Data metadata stores make it organized and easy for AI teams to understand the features and parameters of the data they are working on.
The data metadata store keeps a record of every change made to the data. If the data was updated, cleaned, corrected, or replaced, the metadata store remembers each version. It makes sure everyone is working with the correct and most updated version of the dataset.
Model Metadata
Model metadata stores information about the AI model. It tells which version of the AI model you used, with what settings you trained the AI model with, how well the AI model performed, and what results it gave during testing.

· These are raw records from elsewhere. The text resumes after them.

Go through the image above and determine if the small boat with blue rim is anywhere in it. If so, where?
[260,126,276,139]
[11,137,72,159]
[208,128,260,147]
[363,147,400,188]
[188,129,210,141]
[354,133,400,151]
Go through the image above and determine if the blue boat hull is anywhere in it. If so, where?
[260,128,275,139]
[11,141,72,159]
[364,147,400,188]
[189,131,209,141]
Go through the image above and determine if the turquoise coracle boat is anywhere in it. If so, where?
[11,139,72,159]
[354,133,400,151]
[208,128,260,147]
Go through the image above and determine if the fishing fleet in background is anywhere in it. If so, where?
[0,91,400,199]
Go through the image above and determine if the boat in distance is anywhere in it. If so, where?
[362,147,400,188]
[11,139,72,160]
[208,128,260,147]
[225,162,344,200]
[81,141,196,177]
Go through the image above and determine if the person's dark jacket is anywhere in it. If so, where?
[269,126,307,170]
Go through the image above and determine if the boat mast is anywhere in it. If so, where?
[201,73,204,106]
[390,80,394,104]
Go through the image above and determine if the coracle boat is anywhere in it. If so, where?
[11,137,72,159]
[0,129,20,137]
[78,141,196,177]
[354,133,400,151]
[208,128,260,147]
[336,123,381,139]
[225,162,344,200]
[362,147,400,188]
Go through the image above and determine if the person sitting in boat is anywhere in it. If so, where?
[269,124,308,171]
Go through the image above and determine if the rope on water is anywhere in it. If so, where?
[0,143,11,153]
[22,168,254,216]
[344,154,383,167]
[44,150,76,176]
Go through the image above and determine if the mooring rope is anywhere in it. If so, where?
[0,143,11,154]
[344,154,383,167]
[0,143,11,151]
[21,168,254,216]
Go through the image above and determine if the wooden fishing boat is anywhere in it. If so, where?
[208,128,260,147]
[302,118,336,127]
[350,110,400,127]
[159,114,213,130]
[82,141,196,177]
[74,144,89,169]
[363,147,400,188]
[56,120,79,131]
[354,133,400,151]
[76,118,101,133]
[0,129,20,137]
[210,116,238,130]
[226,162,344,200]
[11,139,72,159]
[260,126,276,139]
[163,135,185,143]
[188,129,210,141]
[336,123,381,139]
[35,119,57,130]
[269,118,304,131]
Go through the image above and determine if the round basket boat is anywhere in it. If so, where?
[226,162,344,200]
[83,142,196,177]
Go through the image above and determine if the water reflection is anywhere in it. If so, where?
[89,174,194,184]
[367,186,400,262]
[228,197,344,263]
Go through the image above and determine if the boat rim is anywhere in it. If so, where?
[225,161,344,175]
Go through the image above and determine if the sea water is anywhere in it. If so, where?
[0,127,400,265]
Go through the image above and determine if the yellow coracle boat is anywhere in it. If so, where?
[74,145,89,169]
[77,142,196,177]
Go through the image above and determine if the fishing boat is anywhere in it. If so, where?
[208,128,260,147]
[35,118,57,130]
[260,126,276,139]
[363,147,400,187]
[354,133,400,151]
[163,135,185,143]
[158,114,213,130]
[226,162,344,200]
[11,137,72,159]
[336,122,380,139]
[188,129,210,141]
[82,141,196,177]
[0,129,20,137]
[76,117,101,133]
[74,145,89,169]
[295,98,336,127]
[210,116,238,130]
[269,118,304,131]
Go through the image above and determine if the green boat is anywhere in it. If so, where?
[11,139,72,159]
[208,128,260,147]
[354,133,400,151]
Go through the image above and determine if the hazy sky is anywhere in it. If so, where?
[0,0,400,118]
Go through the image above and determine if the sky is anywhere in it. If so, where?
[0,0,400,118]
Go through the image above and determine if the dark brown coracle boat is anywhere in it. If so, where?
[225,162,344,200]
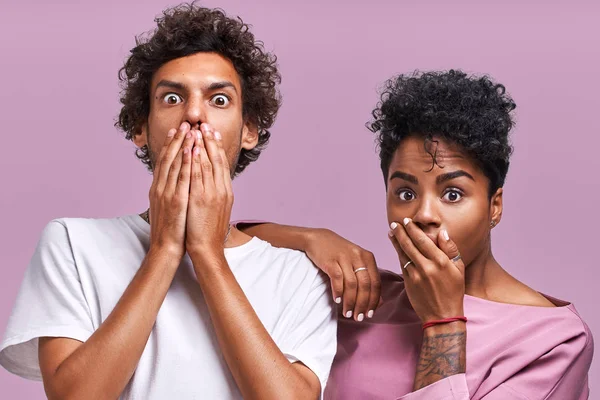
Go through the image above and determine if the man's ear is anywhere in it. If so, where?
[242,120,258,150]
[490,188,504,228]
[132,122,148,149]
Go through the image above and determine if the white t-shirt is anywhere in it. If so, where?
[0,215,337,400]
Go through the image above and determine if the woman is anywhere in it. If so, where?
[238,71,593,400]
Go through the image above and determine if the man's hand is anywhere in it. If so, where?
[185,123,233,256]
[149,122,194,264]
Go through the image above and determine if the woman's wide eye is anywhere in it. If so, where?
[397,189,415,201]
[163,93,183,105]
[212,94,229,107]
[444,190,462,203]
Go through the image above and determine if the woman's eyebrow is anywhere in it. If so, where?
[435,169,475,185]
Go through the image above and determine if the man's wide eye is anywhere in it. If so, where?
[163,93,183,104]
[212,94,229,107]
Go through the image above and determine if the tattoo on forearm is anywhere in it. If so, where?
[414,332,467,390]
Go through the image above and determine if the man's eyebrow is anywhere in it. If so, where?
[435,169,475,185]
[390,171,419,185]
[156,79,187,90]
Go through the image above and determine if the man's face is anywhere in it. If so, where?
[387,137,502,265]
[134,53,258,171]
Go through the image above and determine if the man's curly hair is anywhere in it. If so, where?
[367,70,516,196]
[115,2,281,175]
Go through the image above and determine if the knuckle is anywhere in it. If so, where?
[325,265,344,281]
[346,278,357,290]
[435,255,448,266]
[350,246,362,259]
[371,279,381,292]
[358,274,371,290]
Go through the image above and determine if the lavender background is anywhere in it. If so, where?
[0,0,600,399]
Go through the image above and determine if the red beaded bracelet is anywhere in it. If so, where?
[423,317,467,330]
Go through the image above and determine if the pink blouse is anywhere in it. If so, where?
[325,271,594,400]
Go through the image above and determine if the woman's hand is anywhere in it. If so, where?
[304,229,381,321]
[390,218,465,323]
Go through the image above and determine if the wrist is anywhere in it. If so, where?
[146,246,184,269]
[423,321,467,336]
[299,228,329,255]
[187,246,225,267]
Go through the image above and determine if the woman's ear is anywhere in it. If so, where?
[490,188,504,228]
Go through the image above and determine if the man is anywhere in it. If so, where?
[0,4,336,399]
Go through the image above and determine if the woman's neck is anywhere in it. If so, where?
[465,247,510,300]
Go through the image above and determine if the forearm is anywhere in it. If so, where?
[45,252,179,399]
[413,321,467,390]
[192,253,319,400]
[238,222,319,251]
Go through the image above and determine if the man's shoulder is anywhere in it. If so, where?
[41,215,143,245]
[246,238,329,286]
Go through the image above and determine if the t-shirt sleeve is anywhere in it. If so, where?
[280,256,337,397]
[0,220,94,380]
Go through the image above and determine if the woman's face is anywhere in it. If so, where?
[387,136,502,266]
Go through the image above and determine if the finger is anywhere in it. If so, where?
[152,128,177,176]
[338,261,358,318]
[388,230,410,274]
[164,131,194,197]
[190,131,204,195]
[175,131,197,199]
[438,230,465,275]
[327,263,344,304]
[154,122,190,192]
[198,124,215,193]
[390,222,427,272]
[400,218,443,261]
[352,263,371,322]
[215,131,233,189]
[365,255,381,318]
[200,124,224,183]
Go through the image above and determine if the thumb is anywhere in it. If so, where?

This information makes it easy for teams to compare different models and see which one gives the best results and why it worked better than the others.
Pipeline Metadata
Pipeline metadata is the information about what happened while the AI was running. It saves things like:
- a special ID or number for each run
- notes about what the system did
- the files the AI created
- any mistakes or errors that happened
A pipeline metadata store helps AI teams see all the steps in a clear, step-by-step order. It shows how the AI performed its tasks and how the model was trained. If something goes wrong, teams can quickly find the problem and fix it.
Operational Metadata
Operational metadata is the information about how the AI system is being used.
It records metadata like:
- who used the system
- when each task or pipeline was run
- how much computer power was used
This helps teams see how the system is working, check if everything is running correctly, and make the AI system faster and more efficient.
Use Cases of Metadata Stores in AI
Metadata stores help AI systems stay organized by tracking model versions, prompts, results, system activity, and all steps across different AI tasks. Let’s discuss some of the few use cases of metadata stores.
LLM Fine-Tuning and Prompt Management
During the development and training of the Large Language Model, AI teams have to test it many times to see how it responds in different situations.
LLMs don’t always give the same quality of answer. Some prompts work better. Some don’t.
So teams try many prompts and different training steps to find out which prompt gives the most accurate answer, which version of the model performs better, what setting makes the model more helpful, what causes mistakes or wrong responses, etc.
A metadata store keeps track of all these versions, prompts, and results so teams know which one worked best and why.
Fraud Detection Systems
AI used in banks keeps track of all the unusual activities that occur in any of the users’ accounts, like strange transactions or unexpected large payments. In such suspicious cases, a metadata store saves the details about what suspicious element AI found in that activity, why it flagged it, and what pattern it noticed.
By keeping all this information, the system can learn from older cases. So next time, it can spot similar fraud faster and prevent it smartly.
Recommendation Engines
Apps like Netflix, YouTube, or Amazon use AI to recommend content or products. A metadata store keeps track of user behavior patterns and performance results. This helps these recommendation apps to improve their recommendations over time.
FAQs about Metadata Store
1. What is metadata?
Metadata is information about your data. It’s the minor details that describe the real data. For example, if a photo is a video then its dimensions, size, and location are metadata. It’s just the small details that describe the real data.
2. Is a metadata store the same as a database?
No. A database stores the actual data. A metadata store only stores information about that data but not the data itself.
3. Why do AI teams need a metadata store?
AI teams use a metadata store to stay organized. It helps them track which data, model, and settings were used so they don’t get confused or make mistakes. It also makes it easy to repeat or fix any experiment.
4. What metadata does an AI model generate?
An AI model generates details like which dataset was used, what version of the model ran, what training settings were chosen, how well the model performed etc. These details are metadata.